S
Sheetal Mittal
posted on 12 MayNoida Extension pre-launch discounts are misleading.
Not proud of this but I almost got duped by a pre-launch scheme. I'm based in Dubai, so it's hard to verify things directly. Was looking at a Blydan project in Chi IV, they were pushing pre-launch discounts hard. But now I'm wondering if construction-linked payment plans are actually smarter than down payment schemes for an investor like me. Kya early-bird discount truly saves money? Builders promise a lot but then add PLC, floor rise. What's the real scene in Noida Extension for these payment plans? Don't want unexpected costs eating into ROI.
#payment-plan#pre-launch#investor#noida-extension#chi-iv
Comments
So, what did you end up doing, OP? Did you manage to find a transparent deal or are you still looking? It's genuinely confusing for first-time buyers like us with all these schemes and hidden costs. Every builder sounds good until you see the actual numbers.
I actually went with a construction-linked plan for my apartment in Noida Extension a couple of years back, and I'm glad I did. The project faced some minor delays, but because my payments were linked to slabs being cast, I wasn't paying for non-existent construction. It eased the financial burden considerably. My advice for you, being an investor, is to always look at the builder's delivery history and read every single clause in the agreement. Don't just go by the sales pitch. Ask for the final cost sheet with all possible charges itemized, including future maintenance deposits.
From an investment perspective, the 'early-bird discount' is often an illusion. They give you 5-10% off the base price, but then add 15-20% in PLC (Preferred Location Charges) for facing the park or road, floor rise charges, IFMS, club membership, registry, stamp duty, and GST. By the time you get the final quote, it's often more than a ready-to-move property in a similar area. Construction-linked is better because it ties your payment to actual progress, giving you some control and reducing initial capital outflow. It's not about saving money upfront, but about reducing risk and managing payments effectively.

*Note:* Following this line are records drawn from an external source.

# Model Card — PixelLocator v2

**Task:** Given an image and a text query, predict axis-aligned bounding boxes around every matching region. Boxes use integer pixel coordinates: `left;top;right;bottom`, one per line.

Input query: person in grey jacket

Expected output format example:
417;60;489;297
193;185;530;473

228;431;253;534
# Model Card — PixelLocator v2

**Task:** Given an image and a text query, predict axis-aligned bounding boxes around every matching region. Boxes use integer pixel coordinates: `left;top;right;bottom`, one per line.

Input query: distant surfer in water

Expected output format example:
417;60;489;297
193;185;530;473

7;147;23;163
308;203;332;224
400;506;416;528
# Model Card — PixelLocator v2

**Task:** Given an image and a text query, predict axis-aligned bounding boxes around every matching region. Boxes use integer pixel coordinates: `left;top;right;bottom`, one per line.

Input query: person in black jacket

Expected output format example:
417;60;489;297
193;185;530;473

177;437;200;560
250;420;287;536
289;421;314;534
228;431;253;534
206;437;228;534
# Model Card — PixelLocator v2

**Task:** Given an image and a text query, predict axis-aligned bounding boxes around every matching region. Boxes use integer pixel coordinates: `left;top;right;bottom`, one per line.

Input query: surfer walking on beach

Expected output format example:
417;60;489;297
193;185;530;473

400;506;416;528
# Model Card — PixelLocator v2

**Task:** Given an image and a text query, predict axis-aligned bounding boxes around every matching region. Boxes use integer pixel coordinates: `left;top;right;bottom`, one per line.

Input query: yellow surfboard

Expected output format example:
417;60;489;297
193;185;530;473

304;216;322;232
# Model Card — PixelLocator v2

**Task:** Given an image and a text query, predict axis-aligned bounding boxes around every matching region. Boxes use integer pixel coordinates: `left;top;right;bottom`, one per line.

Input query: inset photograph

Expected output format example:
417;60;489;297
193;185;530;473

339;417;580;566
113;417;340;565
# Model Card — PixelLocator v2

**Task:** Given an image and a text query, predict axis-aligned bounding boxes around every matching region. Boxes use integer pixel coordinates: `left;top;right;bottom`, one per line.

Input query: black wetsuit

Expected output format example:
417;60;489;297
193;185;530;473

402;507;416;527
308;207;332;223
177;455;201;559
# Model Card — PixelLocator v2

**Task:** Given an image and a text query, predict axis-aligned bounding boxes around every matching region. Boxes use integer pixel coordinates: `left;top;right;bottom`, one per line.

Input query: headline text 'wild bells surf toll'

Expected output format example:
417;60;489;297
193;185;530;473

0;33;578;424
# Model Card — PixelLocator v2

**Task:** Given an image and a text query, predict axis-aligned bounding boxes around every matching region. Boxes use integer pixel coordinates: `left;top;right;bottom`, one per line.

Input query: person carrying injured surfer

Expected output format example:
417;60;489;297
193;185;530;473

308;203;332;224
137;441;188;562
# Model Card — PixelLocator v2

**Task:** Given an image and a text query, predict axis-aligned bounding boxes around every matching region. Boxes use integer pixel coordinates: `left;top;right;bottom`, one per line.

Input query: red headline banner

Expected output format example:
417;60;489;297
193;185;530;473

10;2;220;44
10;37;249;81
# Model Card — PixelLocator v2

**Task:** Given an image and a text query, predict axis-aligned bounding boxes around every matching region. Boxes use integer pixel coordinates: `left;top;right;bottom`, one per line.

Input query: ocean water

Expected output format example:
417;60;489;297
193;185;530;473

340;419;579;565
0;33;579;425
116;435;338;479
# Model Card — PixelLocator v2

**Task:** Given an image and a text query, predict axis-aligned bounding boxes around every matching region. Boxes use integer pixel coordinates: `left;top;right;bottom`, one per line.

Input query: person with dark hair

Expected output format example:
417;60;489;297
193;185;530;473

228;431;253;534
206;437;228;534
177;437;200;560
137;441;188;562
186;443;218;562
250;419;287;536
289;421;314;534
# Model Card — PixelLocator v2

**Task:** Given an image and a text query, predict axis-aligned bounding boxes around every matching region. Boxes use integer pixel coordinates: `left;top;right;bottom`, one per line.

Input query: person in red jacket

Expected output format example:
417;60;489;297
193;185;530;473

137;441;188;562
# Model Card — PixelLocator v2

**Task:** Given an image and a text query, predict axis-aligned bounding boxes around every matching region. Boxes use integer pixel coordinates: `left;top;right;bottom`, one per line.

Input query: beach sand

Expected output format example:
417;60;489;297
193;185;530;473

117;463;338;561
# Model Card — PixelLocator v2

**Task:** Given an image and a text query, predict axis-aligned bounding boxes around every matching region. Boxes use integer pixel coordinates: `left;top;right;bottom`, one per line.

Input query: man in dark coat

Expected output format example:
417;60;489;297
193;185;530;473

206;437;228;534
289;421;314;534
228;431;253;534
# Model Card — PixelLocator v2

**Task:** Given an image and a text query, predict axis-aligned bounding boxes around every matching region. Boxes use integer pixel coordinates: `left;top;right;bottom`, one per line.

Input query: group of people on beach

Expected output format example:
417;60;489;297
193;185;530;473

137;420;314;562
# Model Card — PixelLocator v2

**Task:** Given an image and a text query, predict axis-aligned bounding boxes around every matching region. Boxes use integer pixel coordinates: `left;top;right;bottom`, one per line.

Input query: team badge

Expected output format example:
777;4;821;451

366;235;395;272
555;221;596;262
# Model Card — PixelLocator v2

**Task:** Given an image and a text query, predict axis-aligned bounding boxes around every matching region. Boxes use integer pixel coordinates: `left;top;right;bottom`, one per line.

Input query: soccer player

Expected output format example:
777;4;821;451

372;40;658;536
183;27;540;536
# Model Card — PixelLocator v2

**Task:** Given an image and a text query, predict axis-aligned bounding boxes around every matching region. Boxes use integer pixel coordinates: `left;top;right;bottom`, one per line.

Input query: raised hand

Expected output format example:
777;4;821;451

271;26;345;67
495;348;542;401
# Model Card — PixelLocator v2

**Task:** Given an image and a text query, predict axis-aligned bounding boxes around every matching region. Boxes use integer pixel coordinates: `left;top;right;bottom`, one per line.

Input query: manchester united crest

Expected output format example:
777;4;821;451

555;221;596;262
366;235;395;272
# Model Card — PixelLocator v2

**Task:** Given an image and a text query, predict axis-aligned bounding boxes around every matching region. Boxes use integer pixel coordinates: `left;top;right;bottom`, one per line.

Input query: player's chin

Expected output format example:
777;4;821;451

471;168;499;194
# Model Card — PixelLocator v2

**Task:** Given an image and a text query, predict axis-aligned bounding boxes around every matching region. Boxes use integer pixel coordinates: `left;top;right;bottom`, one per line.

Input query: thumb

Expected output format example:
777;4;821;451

U11, it's a pretty common practice across Noida Extension, not just Blydan. Many builders in areas like Chi IV and even Alpha II use these 'discounts' to generate initial buzz. You have to be very careful and read the fine print of the builder-buyer agreement thoroughly, especially the payment schedule breakdown.
This is so true! Is Blydan specifically known for these kinds of tactics in Chi IV, or is it common with most builders there?
As an investor, construction-linked payment plans (CLP) are definitely safer. I booked a flat in a pre-launch once, thinking I was smart. The project got delayed by almost 3 years, and my entire down payment was stuck. With CLP, you pay as construction progresses, so your money is less at risk if the builder defaults or delays. Plus, you have more leverage if things go south. Always check their RERA status and past project completion timelines.
U8 makes a valid point. Plus, with the current market slowdown and some builders struggling, CLP offers a bit of a safety net. You don't want to dump a huge sum into a project that might get stalled. Always assess the builder's financial health.
U7, not necessarily. While the loan tenure might be longer, you're only paying interest on the disbursed amount. In a down payment scheme, you take a bigger loan upfront and start paying full EMI much earlier, even if construction hasn't started. CLP helps manage cash flow better, especially with current fluctuating interest rates.
But isn't the interest on the loan higher with CLP since the payment schedule is stretched out? That's what I'm worried about.
Bhai, you dodged a bullet! Pre-launch discounts are almost always a trap, especially for someone who can't physically check. They lure you in with low prices, but then the actual 'savings' evaporate with all the hidden charges. Been there, almost done that.
Exactly! Builders ka toh pura dhanda hi issi pe chalta hai. Looks like 'discount' is just a marketing gimmick now.
U3, they sneak in charges like IFMS (Interest-Free Maintenance Security), club membership, power backup, parking allocation, and even development charges that were 'not included' in the base price. My friend got burned like this with a project near Alpha I, Greater Noida. His 'discounted' price ended up being higher than market rate.
Totally agree! What kind of hidden charges are we talking about here? PLC, floor rise ke alawa aur kya add kar dete hain?